Saullo stated that many nurses are fleeing hospitals to work for travel nursing agencies, as they cannot receive the same pay rate at hospitals.
“Their staff are leaving to go travel, leaving them vacancies at their organizations,”She said. “However, in reality, they are complaining about the problem that they have created. Overworked nurses are underpaid. If they had paid their nurses appropriately, they wouldn’t leave for better opportunities. Nurses deserve to be heard and have a voice. We need better pay and better nurse-patient ratios.”
“If you treated your nurses how they should be treated, you pay them and you listen to them — if you treat them well, and you listen to the — you’re going to stop having such high turnover and you’re going to have more nurses on the floor providing care,” Saullo said. “Your nurse-to-patient ratios aren’t going to be as high and you’re going to be able to provide better care.”

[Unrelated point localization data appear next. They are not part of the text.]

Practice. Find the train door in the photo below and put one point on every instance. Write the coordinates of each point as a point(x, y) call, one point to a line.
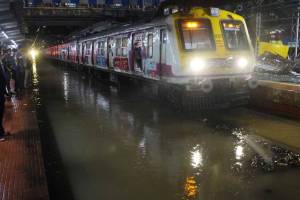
point(110, 53)
point(137, 48)
point(163, 50)
point(78, 53)
point(68, 52)
point(83, 53)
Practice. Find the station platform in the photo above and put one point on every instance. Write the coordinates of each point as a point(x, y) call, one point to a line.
point(277, 98)
point(22, 172)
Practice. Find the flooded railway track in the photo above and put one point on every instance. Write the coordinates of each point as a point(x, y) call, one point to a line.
point(116, 144)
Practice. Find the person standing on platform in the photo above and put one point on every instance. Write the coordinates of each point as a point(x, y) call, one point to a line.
point(2, 98)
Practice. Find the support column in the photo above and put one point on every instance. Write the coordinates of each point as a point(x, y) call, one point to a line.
point(258, 29)
point(297, 35)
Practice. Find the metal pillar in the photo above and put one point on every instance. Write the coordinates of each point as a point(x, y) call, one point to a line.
point(258, 31)
point(297, 35)
point(258, 25)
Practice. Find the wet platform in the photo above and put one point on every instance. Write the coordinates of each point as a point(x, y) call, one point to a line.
point(277, 97)
point(22, 173)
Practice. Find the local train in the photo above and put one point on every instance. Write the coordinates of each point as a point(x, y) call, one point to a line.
point(200, 55)
point(95, 3)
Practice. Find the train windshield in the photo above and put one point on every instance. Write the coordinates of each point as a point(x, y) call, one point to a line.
point(197, 35)
point(235, 35)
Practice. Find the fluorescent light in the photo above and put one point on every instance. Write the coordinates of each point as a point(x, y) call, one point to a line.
point(12, 41)
point(4, 34)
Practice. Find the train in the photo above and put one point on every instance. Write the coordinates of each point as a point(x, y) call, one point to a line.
point(94, 3)
point(199, 58)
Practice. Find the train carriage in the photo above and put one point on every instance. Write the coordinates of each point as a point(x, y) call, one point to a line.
point(204, 50)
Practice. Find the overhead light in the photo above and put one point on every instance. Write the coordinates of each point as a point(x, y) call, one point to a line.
point(3, 33)
point(12, 41)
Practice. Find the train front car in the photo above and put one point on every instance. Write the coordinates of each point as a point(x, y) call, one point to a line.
point(215, 60)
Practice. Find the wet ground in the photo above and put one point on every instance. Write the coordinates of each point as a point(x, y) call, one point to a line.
point(105, 143)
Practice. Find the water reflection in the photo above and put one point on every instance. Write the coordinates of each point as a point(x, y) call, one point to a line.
point(196, 157)
point(190, 188)
point(66, 87)
point(116, 145)
point(239, 152)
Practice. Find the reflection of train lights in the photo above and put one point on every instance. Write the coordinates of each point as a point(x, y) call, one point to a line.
point(190, 188)
point(66, 87)
point(239, 152)
point(196, 159)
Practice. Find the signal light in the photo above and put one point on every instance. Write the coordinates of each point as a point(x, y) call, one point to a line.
point(191, 25)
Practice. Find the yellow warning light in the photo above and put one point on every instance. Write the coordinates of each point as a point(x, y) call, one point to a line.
point(191, 24)
point(231, 26)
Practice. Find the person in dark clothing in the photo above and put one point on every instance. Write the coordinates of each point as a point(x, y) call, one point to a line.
point(2, 98)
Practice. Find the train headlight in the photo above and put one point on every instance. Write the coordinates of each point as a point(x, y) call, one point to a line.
point(197, 64)
point(242, 62)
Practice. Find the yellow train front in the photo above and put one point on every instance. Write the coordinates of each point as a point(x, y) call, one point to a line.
point(212, 57)
point(201, 58)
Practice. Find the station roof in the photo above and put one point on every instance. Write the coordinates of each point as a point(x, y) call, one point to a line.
point(9, 27)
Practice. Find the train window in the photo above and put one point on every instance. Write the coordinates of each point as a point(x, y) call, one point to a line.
point(101, 48)
point(234, 35)
point(197, 35)
point(119, 47)
point(150, 46)
point(124, 46)
point(88, 48)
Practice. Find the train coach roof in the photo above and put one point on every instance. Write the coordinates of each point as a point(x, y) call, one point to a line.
point(123, 28)
point(119, 28)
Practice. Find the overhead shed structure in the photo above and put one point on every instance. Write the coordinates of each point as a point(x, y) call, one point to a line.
point(9, 28)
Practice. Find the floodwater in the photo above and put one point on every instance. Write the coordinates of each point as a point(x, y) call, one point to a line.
point(115, 144)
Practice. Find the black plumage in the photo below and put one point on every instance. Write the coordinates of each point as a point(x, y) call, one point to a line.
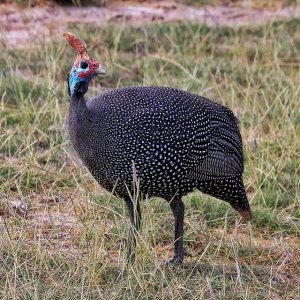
point(172, 141)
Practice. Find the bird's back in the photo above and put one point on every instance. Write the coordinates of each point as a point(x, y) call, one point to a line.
point(169, 137)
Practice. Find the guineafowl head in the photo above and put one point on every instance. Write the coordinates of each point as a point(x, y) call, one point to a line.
point(84, 68)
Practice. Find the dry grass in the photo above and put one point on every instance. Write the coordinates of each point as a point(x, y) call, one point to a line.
point(62, 237)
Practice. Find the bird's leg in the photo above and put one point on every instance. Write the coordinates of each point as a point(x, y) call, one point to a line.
point(177, 207)
point(135, 218)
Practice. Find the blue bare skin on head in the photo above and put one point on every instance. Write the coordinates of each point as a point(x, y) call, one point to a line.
point(79, 79)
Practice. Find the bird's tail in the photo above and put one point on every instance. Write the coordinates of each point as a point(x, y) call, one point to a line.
point(231, 190)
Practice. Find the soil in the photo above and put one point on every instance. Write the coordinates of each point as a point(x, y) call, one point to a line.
point(26, 26)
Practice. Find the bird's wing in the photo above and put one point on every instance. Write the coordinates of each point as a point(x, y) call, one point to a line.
point(223, 157)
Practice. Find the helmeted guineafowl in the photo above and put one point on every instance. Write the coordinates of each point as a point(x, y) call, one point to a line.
point(170, 140)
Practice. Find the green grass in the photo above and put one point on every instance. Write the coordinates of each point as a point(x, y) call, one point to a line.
point(70, 245)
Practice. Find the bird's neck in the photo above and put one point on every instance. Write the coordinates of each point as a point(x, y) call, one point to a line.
point(78, 119)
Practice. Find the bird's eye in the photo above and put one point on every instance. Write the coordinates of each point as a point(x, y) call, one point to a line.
point(83, 65)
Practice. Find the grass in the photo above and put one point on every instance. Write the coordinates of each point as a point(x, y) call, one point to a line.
point(70, 243)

Saullo stated that nurses are already overworked, and have a too heavy patient load. Saullo stated that she can see anywhere from 10 to 13 patients on any given day.
“Ideally, it would be like five to six patients per telemetry medical-surgical unit, and you’re having 13 patients and you’re not having an aide,”She said. “Aides are in the same boat as us. They make minimum wage and they’re required to do patient care and post-mortem care. Who wants to have that job?”
Saullo works mostly in telemetry and med-surge pediatric care. She is currently a travel nurse on a COVID device.
“(COVID patients) can change in a heartbeat,”She said. “So, when you have 10 COVID patients, your eyes need to be on each patient monitoring them.”
Saullo stated that nurses are using their skills and their education to save lives, which has been even more difficult during the pandemic.
Saullo said when the day ends, and she finds herself at home, that doesn’t mean she left her work at work.
“You don’t just walk into a hospital and walk out and forget about what has happened that day,”She said. “You remember that stuff forever — for your lifetime. I would love to know how many nurses are diagnosed with anxiety, depression, and PTSD.”
These problems aren’t just local problems, Saullo said.
“It’s all across the nation,”She said. “It’s not just in this area, it’s everywhere. It’s a little crazy because if you look at anything, there’s nobody even talking about it. All of a sudden, this popped up, ‘Oh, let’s cap travel nurse pay because they’re making too much.’ Nobody even talks about nurses.”
Saullo stated that she will continue to fight for better working conditions and pay. She has plans to attend United Nurses March, which will be held in Washington D.C., on May 12.
“I was my voice to be heard,”She said.